The SMC Mistake Killing Your Trades
Why It Matters
Integrating weekly change‑of‑character and OTE into daily trades prevents costly mis‑entries, giving traders a durable edge across market cycles.
Key Takeaways
- •Check weekly change of character before trading daily setups.
- •Weekly BOS rarely shifts; mark it once, use for years.
- •Ignoring higher‑time‑frame context leads to false long entries.
- •Use OTE and Fibonacci from weekly high to low for precision.
- •A few minutes of markup can prevent costly trade mistakes.
Summary
The video highlights a common Smart Money Concepts (SMC) error: traders ignore higher‑time‑frame signals, especially the weekly change of character, when placing daily trades. By focusing on the weekly OTE and its bearish change of character, traders can better align daily entries with the broader market structure.
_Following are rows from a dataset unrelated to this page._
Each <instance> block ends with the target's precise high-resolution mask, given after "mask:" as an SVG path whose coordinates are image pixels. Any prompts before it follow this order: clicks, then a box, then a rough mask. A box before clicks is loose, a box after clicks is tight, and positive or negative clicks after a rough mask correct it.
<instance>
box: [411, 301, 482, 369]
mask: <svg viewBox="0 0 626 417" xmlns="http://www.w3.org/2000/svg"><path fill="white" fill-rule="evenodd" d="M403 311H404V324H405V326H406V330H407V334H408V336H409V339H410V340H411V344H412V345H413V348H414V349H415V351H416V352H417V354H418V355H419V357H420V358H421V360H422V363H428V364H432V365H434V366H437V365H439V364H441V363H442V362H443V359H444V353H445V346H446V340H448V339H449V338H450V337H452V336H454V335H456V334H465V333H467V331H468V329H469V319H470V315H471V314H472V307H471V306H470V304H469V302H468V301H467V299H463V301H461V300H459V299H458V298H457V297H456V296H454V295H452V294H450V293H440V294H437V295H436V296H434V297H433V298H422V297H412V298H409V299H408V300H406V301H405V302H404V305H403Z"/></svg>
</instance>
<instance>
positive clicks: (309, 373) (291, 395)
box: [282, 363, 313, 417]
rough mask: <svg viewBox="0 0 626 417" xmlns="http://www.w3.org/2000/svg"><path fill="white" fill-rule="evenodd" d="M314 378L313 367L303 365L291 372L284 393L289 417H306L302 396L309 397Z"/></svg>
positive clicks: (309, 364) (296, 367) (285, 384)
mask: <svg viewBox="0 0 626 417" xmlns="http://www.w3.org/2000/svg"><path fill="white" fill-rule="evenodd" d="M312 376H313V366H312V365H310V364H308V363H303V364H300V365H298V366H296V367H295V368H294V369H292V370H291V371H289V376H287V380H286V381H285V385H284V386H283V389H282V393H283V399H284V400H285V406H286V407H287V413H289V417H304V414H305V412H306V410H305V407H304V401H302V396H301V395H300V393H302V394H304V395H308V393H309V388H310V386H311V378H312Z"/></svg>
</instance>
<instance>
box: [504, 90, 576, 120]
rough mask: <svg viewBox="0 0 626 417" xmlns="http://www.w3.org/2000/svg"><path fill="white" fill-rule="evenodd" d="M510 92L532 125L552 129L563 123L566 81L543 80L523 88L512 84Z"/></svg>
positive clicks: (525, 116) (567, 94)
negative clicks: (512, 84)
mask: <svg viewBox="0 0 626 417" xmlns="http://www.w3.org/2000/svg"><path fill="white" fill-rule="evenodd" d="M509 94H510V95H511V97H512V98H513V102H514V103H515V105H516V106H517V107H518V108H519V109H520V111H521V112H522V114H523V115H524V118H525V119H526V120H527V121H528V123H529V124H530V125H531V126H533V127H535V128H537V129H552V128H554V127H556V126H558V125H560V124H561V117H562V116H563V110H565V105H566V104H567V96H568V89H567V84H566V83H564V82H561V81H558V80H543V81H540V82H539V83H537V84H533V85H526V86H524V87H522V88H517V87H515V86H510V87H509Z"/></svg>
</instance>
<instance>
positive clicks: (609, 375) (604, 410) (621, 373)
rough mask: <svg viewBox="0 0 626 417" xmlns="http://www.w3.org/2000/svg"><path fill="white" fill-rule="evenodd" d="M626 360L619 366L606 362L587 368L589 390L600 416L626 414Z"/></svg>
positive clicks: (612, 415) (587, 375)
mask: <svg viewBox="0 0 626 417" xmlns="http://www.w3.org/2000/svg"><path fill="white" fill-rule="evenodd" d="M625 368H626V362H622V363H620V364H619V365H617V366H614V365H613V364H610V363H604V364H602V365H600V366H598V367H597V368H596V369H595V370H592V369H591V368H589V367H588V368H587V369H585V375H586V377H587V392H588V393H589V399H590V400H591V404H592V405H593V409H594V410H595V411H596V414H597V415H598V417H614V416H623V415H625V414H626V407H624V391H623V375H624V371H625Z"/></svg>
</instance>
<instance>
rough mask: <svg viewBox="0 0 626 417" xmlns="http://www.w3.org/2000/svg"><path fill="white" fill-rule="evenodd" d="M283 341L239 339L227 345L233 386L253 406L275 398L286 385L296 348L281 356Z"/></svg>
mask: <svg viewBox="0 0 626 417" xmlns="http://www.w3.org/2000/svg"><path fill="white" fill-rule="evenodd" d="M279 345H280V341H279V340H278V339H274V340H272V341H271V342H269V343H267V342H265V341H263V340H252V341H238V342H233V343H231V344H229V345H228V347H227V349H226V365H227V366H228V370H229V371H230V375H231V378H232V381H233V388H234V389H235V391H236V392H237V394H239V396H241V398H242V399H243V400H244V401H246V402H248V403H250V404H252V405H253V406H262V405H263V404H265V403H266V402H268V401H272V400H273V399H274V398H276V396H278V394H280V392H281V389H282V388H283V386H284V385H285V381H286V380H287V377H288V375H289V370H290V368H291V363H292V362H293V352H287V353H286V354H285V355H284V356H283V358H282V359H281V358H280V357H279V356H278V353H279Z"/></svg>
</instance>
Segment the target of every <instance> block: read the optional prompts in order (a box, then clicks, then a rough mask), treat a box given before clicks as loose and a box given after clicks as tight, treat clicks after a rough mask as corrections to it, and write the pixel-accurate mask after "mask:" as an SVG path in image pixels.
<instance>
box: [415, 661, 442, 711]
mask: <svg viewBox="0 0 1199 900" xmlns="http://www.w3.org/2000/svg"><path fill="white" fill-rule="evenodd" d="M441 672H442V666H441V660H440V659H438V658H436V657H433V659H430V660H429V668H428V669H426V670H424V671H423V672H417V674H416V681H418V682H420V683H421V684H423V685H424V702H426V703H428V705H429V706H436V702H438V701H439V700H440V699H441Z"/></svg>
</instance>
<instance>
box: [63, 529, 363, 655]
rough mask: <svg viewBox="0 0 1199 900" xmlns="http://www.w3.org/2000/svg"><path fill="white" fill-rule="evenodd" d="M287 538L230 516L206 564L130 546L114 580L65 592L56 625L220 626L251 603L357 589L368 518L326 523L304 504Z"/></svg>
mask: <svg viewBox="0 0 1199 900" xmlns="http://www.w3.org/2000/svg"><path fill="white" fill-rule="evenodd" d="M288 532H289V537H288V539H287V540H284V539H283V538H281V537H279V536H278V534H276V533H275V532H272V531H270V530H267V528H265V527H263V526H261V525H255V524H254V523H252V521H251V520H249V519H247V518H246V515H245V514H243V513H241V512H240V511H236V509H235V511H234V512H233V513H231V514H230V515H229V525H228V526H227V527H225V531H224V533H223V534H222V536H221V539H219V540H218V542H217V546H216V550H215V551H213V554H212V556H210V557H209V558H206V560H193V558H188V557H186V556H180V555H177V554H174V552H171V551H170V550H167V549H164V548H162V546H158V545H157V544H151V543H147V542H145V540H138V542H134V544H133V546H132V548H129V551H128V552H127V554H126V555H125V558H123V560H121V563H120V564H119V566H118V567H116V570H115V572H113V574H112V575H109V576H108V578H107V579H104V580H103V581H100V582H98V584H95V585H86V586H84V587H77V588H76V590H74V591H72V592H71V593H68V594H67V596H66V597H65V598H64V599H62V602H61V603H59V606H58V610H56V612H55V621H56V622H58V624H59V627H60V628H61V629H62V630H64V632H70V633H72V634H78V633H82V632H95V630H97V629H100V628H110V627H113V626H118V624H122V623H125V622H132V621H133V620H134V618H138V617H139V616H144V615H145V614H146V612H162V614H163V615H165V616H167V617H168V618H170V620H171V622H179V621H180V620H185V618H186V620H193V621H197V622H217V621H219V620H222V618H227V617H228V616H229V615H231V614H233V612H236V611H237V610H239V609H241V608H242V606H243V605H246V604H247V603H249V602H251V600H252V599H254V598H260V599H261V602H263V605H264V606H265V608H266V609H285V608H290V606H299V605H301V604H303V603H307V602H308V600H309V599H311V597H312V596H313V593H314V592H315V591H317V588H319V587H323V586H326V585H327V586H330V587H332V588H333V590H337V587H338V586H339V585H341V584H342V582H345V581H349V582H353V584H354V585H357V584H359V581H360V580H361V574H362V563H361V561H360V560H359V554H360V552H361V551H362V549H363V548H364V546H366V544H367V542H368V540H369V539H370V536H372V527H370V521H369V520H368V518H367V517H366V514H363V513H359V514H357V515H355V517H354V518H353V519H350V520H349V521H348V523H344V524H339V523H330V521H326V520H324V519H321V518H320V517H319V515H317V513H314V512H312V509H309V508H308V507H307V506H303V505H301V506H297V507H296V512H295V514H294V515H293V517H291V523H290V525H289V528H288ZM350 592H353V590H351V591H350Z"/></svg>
Key insights include the rarity of weekly break‑of‑structure (BOS) adjustments—once marked, they remain valid for years—while daily charts may show new change‑of‑character (COC) signals. The presenter stresses that a quick markup of the weekly BOS and OTE, combined with Fibonacci levels from the external high to low, provides a robust framework for trade selection.
Notable quotes underscore the point: “Even if you're trading lower time frames, it makes a difference to start on higher time frames,” and “It takes a few minutes to do it; you don’t have to change it for years.” These remarks illustrate how minimal effort yields lasting analytical benefits.
The implication is clear: incorporating weekly structure into daily trading reduces false long signals, improves risk management, and enhances overall trading performance for anyone using SMC methodology.